Wert und Wandel der Ladiner-Identität

Früher gaben Jahreszeiten die Tätigkeiten vor, das Kirchenjahr verband die Menschen in Festen. Heute ist jeder gnadenlos individualistisch, getrieben – und am Ende doch unglücklich. Das soziale Wesen Mensch scheint ein Gemeinschaftsgefühl eben doch zu brauchen, etwas, was die Ladiner immer noch und gerade jetzt besitzen.
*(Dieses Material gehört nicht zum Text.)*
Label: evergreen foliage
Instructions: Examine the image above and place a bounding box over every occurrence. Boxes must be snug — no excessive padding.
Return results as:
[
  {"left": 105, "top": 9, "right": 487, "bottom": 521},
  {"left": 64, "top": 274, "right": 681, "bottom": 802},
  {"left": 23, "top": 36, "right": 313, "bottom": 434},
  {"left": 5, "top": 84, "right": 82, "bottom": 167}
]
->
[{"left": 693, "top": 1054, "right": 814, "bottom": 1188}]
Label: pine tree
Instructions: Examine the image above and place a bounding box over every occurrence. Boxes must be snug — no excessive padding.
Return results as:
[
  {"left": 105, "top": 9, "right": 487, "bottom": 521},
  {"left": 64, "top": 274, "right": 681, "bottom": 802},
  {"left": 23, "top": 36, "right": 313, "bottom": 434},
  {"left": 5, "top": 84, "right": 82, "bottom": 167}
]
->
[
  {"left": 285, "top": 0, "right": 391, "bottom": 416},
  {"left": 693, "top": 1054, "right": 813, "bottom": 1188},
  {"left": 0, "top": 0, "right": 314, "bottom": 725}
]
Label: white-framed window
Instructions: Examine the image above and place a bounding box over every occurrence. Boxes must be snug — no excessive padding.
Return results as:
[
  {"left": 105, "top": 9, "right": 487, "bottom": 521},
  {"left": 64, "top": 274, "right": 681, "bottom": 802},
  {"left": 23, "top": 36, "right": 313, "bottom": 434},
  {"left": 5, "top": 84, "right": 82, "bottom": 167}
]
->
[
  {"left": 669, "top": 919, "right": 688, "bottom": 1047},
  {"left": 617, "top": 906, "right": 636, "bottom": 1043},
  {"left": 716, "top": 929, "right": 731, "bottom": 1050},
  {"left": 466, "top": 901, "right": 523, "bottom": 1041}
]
Starke Wurzeln in einer bäuerlichen Welt, Bescheidenheit und Demut, Respekt vor Mitlebewesen und der Natur – all das formt die Ladiner-Identität, die als Orientierung in einer entwurzelten Zeit dienen kann.

Im Heute spielt Rita Karten am PC in der Rezeption. Im Heute ist Giovanni sehr stolz, dass sein Wörterbuch auf www.woerterbuchnetz.de online steht. Im Heute recherchiert Daniel auch intensiv im Internet nach Inspirationen und der zündenden Idee. Es gibt ein bekanntes Künstler-Ehepaar im Tal. An diese beiden wurde tatsächlich die Frage herangetragen, ob sie nicht Gäste exklusiv in ihr Haus einladen würden. Saturierte Gäste, „die doch schon alles haben“, hieß es.

Wenn alle Tünche von Materiellem nicht mehr deckt, wenn die Statussymbole schal werden – was kommt dann noch? Eben doch die Sehnsucht nach einer heilen Welt? Sie ist im Gadertal auch nicht mehr ganz heil, aber es gibt ein paar Zutaten, die hilfreich erscheinen: gelebte Gemeinschaft, Naturverbundenheit, Sinnsuche – kurz: die Ladiner-Identität als kulturelles Gegengewicht zur Rastlosigkeit unserer Zeit.